0

I am trying to use regex to 'extract' paragraphs in a document. Each paragraph is preceded and followed by a '-' on separate line and each paragraph starts with a number.

For example

-
1. This is a paragraph
It may go over multiple lines
-

Ideally, I would like to not include the '-', but it doesn't really matter as I will be placing it in a string and running another regex against it (One that I know works)

The code I am trying to use is basically as follows

Dim matchPara as Object
Dim regex as Object
Dim theMatch as Object
Dim matches as Object
Dim fileName as String
Dim fileNo as Integer
Dim document as String

matchPara = "-?(\d.*?)?-"
Set regex = CreateObject("VBScript.RegExp")
regex.Pattern = matchPara
regex.Global = True
regex.Multiline = True

fileName = "C:\file.txt"
fileNo = FreeFile

Open fileName For Input As #fileNo
document = Input$(LOF(fileNo), fileNo)
set matches = regex.Execute(document)

For Each theMatch in matches
    MsgBox(theMatch.Value)
Next theMatch

Close #fileNo

I have tested this regex on regex101 and it appeared to do what I wanted. I have also tested it without the grouping

-?\d.*?-

However when I run the code the theMatch.Value only ever contains a single '-'. After some messing around with the regex I got it to display the first line of text but never any more than the first line.

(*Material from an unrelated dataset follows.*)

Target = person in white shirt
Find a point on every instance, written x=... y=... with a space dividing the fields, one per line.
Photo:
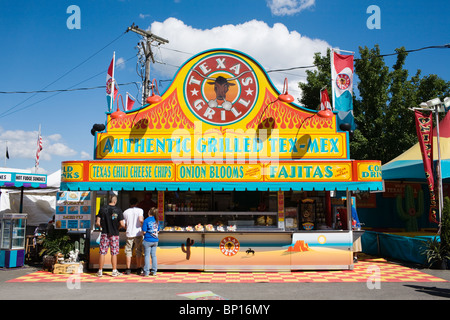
x=134 y=217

I have checked the length of theMatch.Value with:

MsgBox(len(theMatch.Value))

and placed the contents of theMatch.Value in a cell on the worksheet to see if It was cutting off in the message box, but both theories were proved wrong.

I am at a complete loss now and I am beginning to suspect it is possibly a VBA thing and not a regex thing. There is no requirement to use regex, I just assumed it would be the easiest thing to do.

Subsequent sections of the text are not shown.